The bill, pushed by conservative Muslim parties like the
Prosperous Justice Party (or PKS, in Indonesian) and the Crescent Star Party (or PBB), also leaves open the possibility of vigilantism, where radical Muslims could mount pressure on the authorities to ban events or
images they deem pornographic.

‘’This bill probably reflects a majority sentiment in Indonesia, particularly when it is portrayed that to be against the bill is to be pro-pornography,” says Sidney Jones, head of the South-east Asia section of the International Crisis Group, a Brussels-based think tank.

‘’The bill goes deep into the Muslim mainstream. There is an increasing push from some Muslim groups and some Muslim parties to give the state a greater role in legislating morality.”

But it also reveals how conservative Muslims are using the new found freedoms that the country has witnessed a decade after the fall of the Suharto dictatorship, which held Indonesia in an oppressive grip for over 30 years.

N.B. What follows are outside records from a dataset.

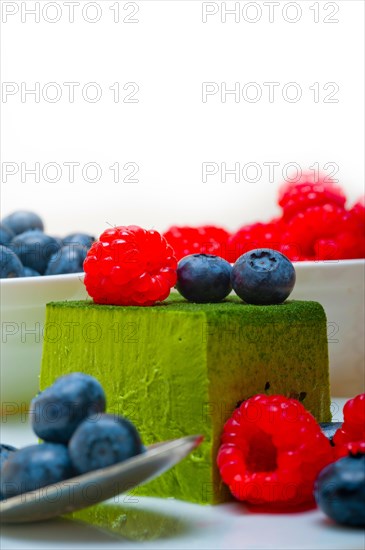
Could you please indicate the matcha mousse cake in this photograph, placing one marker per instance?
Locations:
(180, 368)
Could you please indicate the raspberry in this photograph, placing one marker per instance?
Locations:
(129, 265)
(357, 213)
(352, 432)
(256, 235)
(272, 450)
(341, 247)
(206, 239)
(306, 229)
(295, 197)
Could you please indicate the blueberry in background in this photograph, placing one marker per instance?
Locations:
(203, 278)
(29, 272)
(340, 490)
(22, 220)
(34, 467)
(58, 410)
(79, 238)
(69, 259)
(34, 249)
(5, 452)
(103, 442)
(329, 429)
(6, 235)
(10, 265)
(263, 276)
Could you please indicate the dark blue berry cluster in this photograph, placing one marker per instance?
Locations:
(78, 436)
(261, 276)
(26, 251)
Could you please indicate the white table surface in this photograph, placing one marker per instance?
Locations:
(180, 524)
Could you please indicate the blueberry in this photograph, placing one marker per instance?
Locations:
(22, 220)
(29, 272)
(329, 429)
(105, 441)
(35, 249)
(203, 278)
(263, 276)
(10, 265)
(79, 238)
(5, 452)
(34, 467)
(340, 490)
(6, 235)
(69, 259)
(58, 410)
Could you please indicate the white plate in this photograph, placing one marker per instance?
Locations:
(150, 523)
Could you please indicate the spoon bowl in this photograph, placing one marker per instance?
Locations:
(96, 486)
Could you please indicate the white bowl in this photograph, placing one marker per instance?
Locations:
(338, 286)
(23, 307)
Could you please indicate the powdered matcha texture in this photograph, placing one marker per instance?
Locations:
(179, 368)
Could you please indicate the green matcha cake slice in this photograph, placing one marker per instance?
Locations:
(179, 368)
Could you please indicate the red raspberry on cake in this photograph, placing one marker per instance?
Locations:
(272, 451)
(295, 197)
(129, 265)
(205, 239)
(350, 438)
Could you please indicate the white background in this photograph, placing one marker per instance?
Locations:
(170, 132)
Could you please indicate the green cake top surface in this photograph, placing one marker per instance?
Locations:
(291, 309)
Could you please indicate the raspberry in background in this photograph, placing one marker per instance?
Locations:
(350, 438)
(308, 191)
(255, 235)
(130, 265)
(307, 228)
(205, 239)
(272, 451)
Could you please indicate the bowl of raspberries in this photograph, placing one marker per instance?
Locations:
(324, 237)
(317, 230)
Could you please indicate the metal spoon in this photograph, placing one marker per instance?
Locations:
(96, 486)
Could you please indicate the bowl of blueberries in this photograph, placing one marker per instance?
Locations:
(35, 268)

‘’One of the things that democracy has offered is a space
for different voices in the political spectrum to emerge.
And the radicals are using this space, as the bill shows,” Jones added during an interview here.

Such trends are even taking root in the country’s large secular parties like Golkar, which threw its weight behind the anti-pornography bill. ‘’There has been a kind of Islamisation of Golkar,” Jones revealed. ‘’The political parties are under pressure from an active civil society
movement on the Muslim right.”

This shift is raising fears that Indonesia is inching closer to emulate its Muslim neighbour Malaysia, where Islam is recognised as the state religion.

That would mean abandoning the regional giant’s national ideology of ‘pancaseela’, which seeks to embraces the country’s diversity and remain moderate through its five pillars. They are; belief in a single god, support for Indonesian unity, promotion of a just and civilised humanity, advancement of representative government and push for social justice.

‘’These are signs of Indonesia searching for a new Islamic identity. At some point we have to ask if Indonesia wants to go the Malaysian way,” says Yuli Ismartono, executive editor of ‘Tempo’, a weekly current affairs magazine known for its independence and trenchant criticism. ‘’The country is under pressure from a strong, vocal minority. These radicals claim it is their right to push such bills.”

And it is not that Indonesian law ignored public concerns about pornography before. ‘’The criminal code has laws dealing with pornography. There is also a media law that forbids pornography,” Yuli told IPS. ‘’Why a new anti-pornography law?”

But supporters of the bill welcome its passage in the legislature as a much-needed barrier to contain what they view as a spread of ‘’commercial” pornography.

‘’There are concerns by parents about the spread of pornography and performances by singers that includes a kind of striptease on the stage during their shows,” says Azyumardi Azra, vice chancellor and professor of Islam at Jakarta’s State Islamic University. ‘’The target of the law is commercial pornography, because it can arouse sexuality.”

Concerns that the law is a swing towards a more conservative Islam are unfounded, he said during an interview. ‘’There is some misunderstanding. This is not based on Islamic law or shariah. This law is not a contradiction of pancaseela,” Azyumardi explained.

Nor, he added, would the law crush the culture of the non-Muslim communities in Bali and West Papua, just two regions in a country that has some 300 ethnic groups. ‘’Traditional clothing and the cultures of
the ethnic groups are not included in the law. They have no reason to fear.”